Drill her on the note names in the treble clef. Explain to her that in the treble clef, when she looks between the lines, she will see her "FACE." The spaces on the treble clef are F-A-C-E. Have her memorize an acronym for the lines: "Every Girl Buys Dried Fruit" is one you can use. You can also make it a game and let her think of her own.

Step 3

Instruct her on the names of the lines and spaces of the bass clef. The spaces use the acronym "All Cows Eat Grass." The lines use the acronym "Good Breaks Deserve Fine Apples." Learning the notes is important to sight-read correctly.

Step 4

Teach her a basic hand position with five fingers. Have her place her right thumb on middle C, her index finger on D, middle finger on E, ring finger on F and pinky on G.

Step 5

Ask her to play, starting with the right hand and playing on the treble clef, simple five-finger patterns that use only the notes C, D, E, F, and G. You can purchase a method book for young children to help you with this. Tell her that only one finger plays each note.

Step 6

Place her left hand one octave below the right hand.

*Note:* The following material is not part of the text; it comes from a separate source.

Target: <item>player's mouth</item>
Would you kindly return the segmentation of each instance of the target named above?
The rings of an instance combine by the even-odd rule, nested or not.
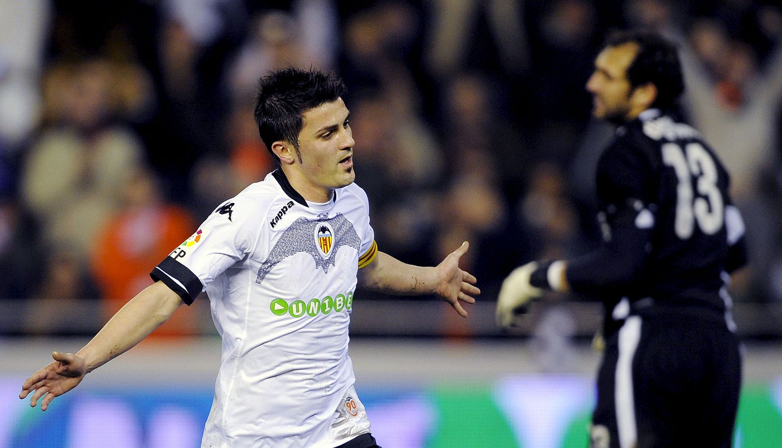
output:
[[[339,164],[342,165],[343,168],[348,169],[353,168],[353,154],[350,154],[350,156],[339,161]]]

Her left hand will play bass clef and the pinky should be on C, followed by the ring finger on D, the middle finger on E, the index finger on F and the thumb on G. Having a set hand position is important for successful sight reading.

Step 7

Provide her with music to sight-read that uses only the left hand and uses the notes C, D, E, F and G. Again, tell her that one finger plays each note. Help her learn to associate notes with fingerings. This will take some time at first.

Step 8

Help her play hands together by choosing music that uses the same notes in each hand. It is easier to play hands together when both hands are moving together. This is important in developing sight-reading skills.

Step 9

Continue to add increasingly complicated pieces that use only five fingers. She will eventually learn to associate notes with keys and improve her sight reading.

Tips

The attention span and patience of any 4-year-old is limited. Breaking lessons up into smaller 5-minute segments will aid in retention.

Eye-hand coordination generally causes problems for young children. Be patient with her and never push her to do more than she is ready for.